TWENTY-FOUR

 Anxiety over the Naxid raid had not improved Tork’s appearance. His flesh was dying faster than ever, and dry twists of skin hung from his hands and gray, expressionless face. Decay came off him in great gusts. But however frail his body seemed, his mind remained firm and inflexible as ever.

 “There is only one possible solution,” he said, “and that is for this board to appoint me commander of the Home Fleet.”

 Lady Seekin’s eyes were huge beneath her dark goggles. “But aren’t you retired, my lord?”

 Resignation tinged Lord Tork’s voice. “This board has the power to restore me to active service. I will accept, of course, with regret. I had hoped that those days were long past.”

 Lord Chen doubted that Tork’s regret could possibly be greater than his own.

 “I don’t understand, my lord,” he ventured. “You’ve been entrusted with the direction of the entire Fleet establishment, not just ships, but ring stations and everything on the ground as well. You’re crucial to our hopes of victory. Can you possibly forsake this trust for the command of only one element?”
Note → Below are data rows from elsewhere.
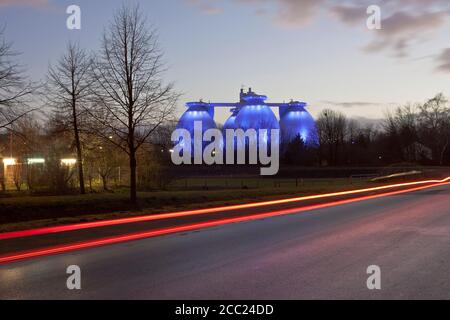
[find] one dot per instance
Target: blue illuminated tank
(253, 112)
(197, 111)
(296, 121)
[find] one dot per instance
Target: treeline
(411, 134)
(107, 116)
(115, 96)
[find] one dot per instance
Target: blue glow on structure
(296, 121)
(197, 111)
(252, 112)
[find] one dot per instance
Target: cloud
(404, 22)
(24, 3)
(351, 104)
(443, 61)
(207, 7)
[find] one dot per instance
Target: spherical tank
(296, 121)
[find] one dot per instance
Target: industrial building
(253, 112)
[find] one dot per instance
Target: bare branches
(13, 87)
(69, 85)
(131, 99)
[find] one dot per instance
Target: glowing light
(9, 162)
(171, 215)
(36, 161)
(195, 226)
(68, 162)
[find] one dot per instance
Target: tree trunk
(133, 185)
(78, 144)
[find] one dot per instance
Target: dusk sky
(317, 51)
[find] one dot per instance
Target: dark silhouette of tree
(13, 86)
(132, 100)
(331, 128)
(68, 87)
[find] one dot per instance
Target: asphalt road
(316, 254)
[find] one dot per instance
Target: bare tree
(13, 86)
(132, 100)
(332, 128)
(68, 87)
(434, 118)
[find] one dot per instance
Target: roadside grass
(21, 211)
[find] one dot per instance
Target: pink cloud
(24, 3)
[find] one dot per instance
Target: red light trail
(196, 226)
(171, 215)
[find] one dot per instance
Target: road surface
(320, 254)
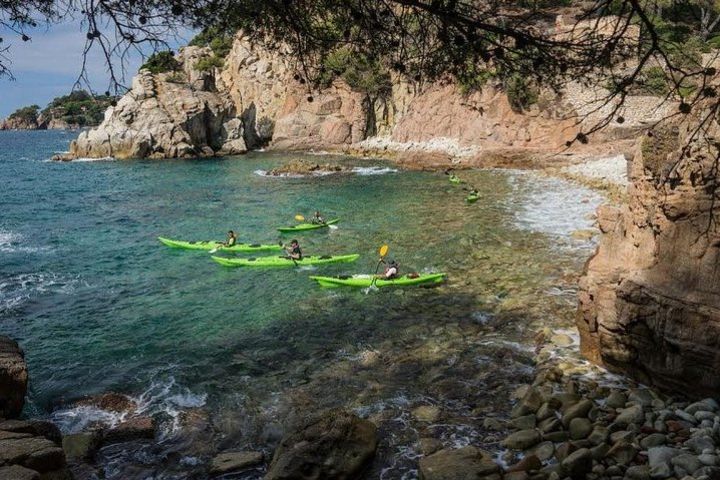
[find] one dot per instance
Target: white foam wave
(18, 289)
(165, 399)
(169, 399)
(555, 207)
(364, 171)
(373, 170)
(85, 417)
(87, 159)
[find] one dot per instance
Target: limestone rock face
(335, 117)
(649, 299)
(20, 124)
(333, 446)
(167, 115)
(13, 378)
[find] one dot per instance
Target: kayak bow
(363, 281)
(214, 245)
(301, 227)
(282, 261)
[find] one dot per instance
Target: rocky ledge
(29, 450)
(575, 428)
(298, 167)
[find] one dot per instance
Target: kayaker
(294, 250)
(232, 239)
(317, 219)
(392, 269)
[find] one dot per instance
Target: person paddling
(294, 251)
(392, 270)
(317, 219)
(231, 240)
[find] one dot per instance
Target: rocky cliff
(649, 300)
(167, 115)
(258, 99)
(29, 450)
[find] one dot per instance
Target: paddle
(285, 247)
(383, 251)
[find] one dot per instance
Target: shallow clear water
(99, 305)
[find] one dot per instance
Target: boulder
(659, 461)
(580, 428)
(16, 472)
(227, 462)
(467, 463)
(426, 413)
(80, 446)
(623, 453)
(333, 445)
(630, 415)
(522, 439)
(13, 378)
(135, 428)
(35, 453)
(578, 464)
(33, 427)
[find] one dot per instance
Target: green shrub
(654, 81)
(521, 93)
(26, 114)
(79, 108)
(160, 62)
(361, 73)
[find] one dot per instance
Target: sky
(48, 65)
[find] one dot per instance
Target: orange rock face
(649, 299)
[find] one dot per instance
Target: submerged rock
(227, 462)
(467, 463)
(13, 378)
(332, 445)
(305, 167)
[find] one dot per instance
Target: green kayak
(238, 247)
(301, 227)
(362, 281)
(281, 261)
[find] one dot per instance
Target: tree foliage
(161, 62)
(422, 40)
(27, 114)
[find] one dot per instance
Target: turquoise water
(99, 305)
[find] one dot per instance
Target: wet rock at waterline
(228, 462)
(468, 463)
(13, 378)
(28, 449)
(331, 445)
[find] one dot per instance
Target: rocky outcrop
(335, 445)
(167, 115)
(649, 303)
(259, 99)
(13, 123)
(28, 449)
(13, 378)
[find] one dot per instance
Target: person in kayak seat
(392, 270)
(294, 251)
(231, 240)
(317, 219)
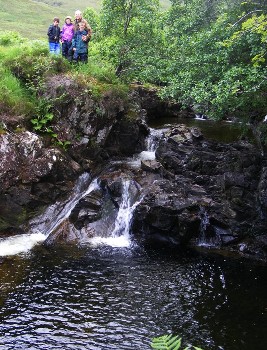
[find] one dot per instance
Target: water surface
(119, 298)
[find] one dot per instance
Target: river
(111, 293)
(120, 298)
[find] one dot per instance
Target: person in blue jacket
(80, 44)
(54, 37)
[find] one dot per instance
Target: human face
(78, 15)
(81, 26)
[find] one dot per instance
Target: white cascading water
(43, 225)
(120, 235)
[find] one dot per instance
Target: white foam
(115, 242)
(20, 243)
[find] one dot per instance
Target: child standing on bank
(53, 37)
(67, 34)
(80, 45)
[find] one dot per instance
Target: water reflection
(119, 298)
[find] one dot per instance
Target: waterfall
(41, 226)
(120, 235)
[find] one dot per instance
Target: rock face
(211, 193)
(195, 191)
(31, 176)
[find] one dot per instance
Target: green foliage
(169, 342)
(13, 98)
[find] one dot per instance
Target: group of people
(72, 40)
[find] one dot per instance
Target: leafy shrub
(169, 342)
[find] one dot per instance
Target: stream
(109, 293)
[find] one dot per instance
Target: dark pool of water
(117, 298)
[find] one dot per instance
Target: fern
(169, 342)
(166, 342)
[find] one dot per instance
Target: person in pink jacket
(67, 34)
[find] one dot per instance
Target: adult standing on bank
(54, 36)
(79, 18)
(67, 35)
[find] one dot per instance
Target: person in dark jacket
(54, 36)
(66, 36)
(80, 45)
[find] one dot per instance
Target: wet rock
(25, 166)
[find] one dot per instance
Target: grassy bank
(32, 18)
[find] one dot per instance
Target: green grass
(32, 18)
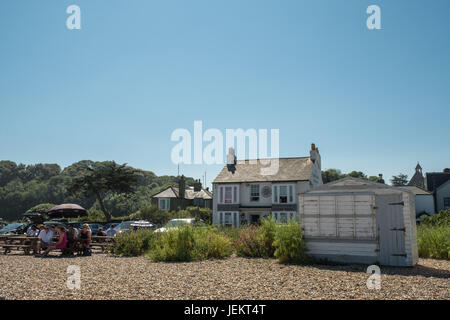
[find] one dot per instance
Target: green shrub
(174, 245)
(257, 241)
(187, 244)
(440, 219)
(134, 243)
(269, 229)
(251, 243)
(433, 241)
(289, 244)
(152, 214)
(209, 244)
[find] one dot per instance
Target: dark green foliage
(134, 243)
(189, 244)
(97, 179)
(41, 208)
(152, 214)
(23, 187)
(440, 219)
(257, 242)
(289, 243)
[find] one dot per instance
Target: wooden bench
(18, 242)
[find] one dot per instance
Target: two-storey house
(243, 193)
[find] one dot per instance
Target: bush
(257, 242)
(289, 244)
(209, 244)
(174, 245)
(440, 219)
(134, 243)
(152, 214)
(251, 243)
(187, 244)
(433, 241)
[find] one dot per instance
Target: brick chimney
(181, 187)
(314, 155)
(197, 185)
(231, 160)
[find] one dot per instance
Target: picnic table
(19, 242)
(28, 244)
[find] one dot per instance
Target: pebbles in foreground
(106, 277)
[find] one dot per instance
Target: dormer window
(228, 194)
(283, 194)
(254, 192)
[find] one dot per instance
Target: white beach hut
(358, 221)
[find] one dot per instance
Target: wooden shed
(358, 221)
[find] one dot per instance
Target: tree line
(116, 190)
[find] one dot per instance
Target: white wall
(424, 203)
(442, 192)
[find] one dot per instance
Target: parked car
(77, 225)
(124, 227)
(109, 224)
(15, 228)
(56, 223)
(94, 228)
(175, 223)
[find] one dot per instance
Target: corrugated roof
(417, 191)
(350, 184)
(290, 169)
(173, 192)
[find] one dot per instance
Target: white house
(355, 220)
(242, 193)
(424, 200)
(439, 184)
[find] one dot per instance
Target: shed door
(391, 229)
 Chen had been afraid his words might provoke another diatribe from Tork, but the chairman’s chiming voice remained level.

 “There is no one else. Consider—the Home Fleet must be led by someone of suitable rank. Most of the active officers of fleet command rank died at Magaria, and the rest are too distant from the scene of action. Kringan is three months away, at Harzapid with the Fourth Fleet. Pel-to is at Felarus, with Naxid-held systems in the way. Trepatai is at Seizho, but her health broke down early in the war, and she hasn’t left her bed for months. Lord Ivan Snow has suitable rank, but has spent most of his career with the Investigative Service, has never commanded a large formation, and is in any case three months away at Laredo, where he reports to the Convocation. Whereas I…”

 There was a moment of silence. Lord Chen closed his throat against the sickly waft of dying flesh that floated to his nostrils.

 “I am available,” Tork said. “I will hold suitable rank once I am restored to the active list. I am a Daimong, and could join the two new Antopone cruisers, which are adapted for Daimong crews and could take me aboard without difficulty.”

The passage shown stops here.